For all of Nokia's efforts to promote its high-end and hero devices, it's still the humble Lumia 520 that's proving the biggest driver of Windows Phone uptake.
The Lumia 520, already thought to be the most widely-used Lumia device, has extended its lead as the most popular Windows Phone device, according to the latest Windows Phone share breakdown from advertising network Ad Duplex.
November numbers from Ad Duplex show that the Lumia 520 added 3.3 percent to its share of Windows Phone market, now accounting for 26.5 percent worldwide, followed by the Lumia 920 and Lumia 620 with 8.8 percent and 8.6 percent rise since October respectively.
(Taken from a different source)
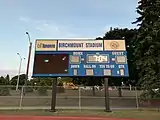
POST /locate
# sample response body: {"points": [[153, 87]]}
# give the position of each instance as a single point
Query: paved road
{"points": [[55, 118]]}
In the US, where Nokia has been expending more effort tying up promotional deals with carriers, the T-Mobile Lumia 521 dominates the Windows Phone market. The 520 variant has 22.8 percent US share ahead of the Verizon Lumia 822 with 13.3 percent and the AT&T Lumia 920 with 12.1 percent. HTC's 8X accounts for 10.3 percent.
The story is similar in the UK, where the Lumia 520 has added eight percent to its share and now accounts for 28.2 percent of Windows Phone devices in use.
Nokia doesn't break out specific sales figures for each of its Lumia products but in October it announced record Lumia shipments of 8.8 million for the third quarter, which it put down to down to strong demand for the Lumia 520.
The continued ascent of the Lumia 520 and arrival of other Lumia devices has squeezed HTC's 8X out of the top 10 Windows Phone models worldwide. At tenth spot with 3.1 percent in October, the HTC 8X was eclipsed in November by the 4.7-inch screen Lumia 625, which accounts for 2.9 percent of all Windows Phones.
Looking solely at the 21 available Windows Phone 8 devices, the Lumia 520 accounts for 35 percent worldwide, followed by the Lumia 920 and 620, with just over 11 percent each. In all, Nokia now holds 90 percent of the Windows Phone market, while HTC's 8X and 8S together account for seven percent. Meanwhile Samsung's Ativ S Neo and Huawei's W2 account for 1.8 percent and 1.3 percent respectively. All 21 phones made up 3.6 percent of the 261 million smartphones sold in the third quarter, according to IDC.
Or, to put it another way, when Microsoft takes ownership of Nokia's devices business early next year, it will be almost the entirety of the Windows Phone ecosystem.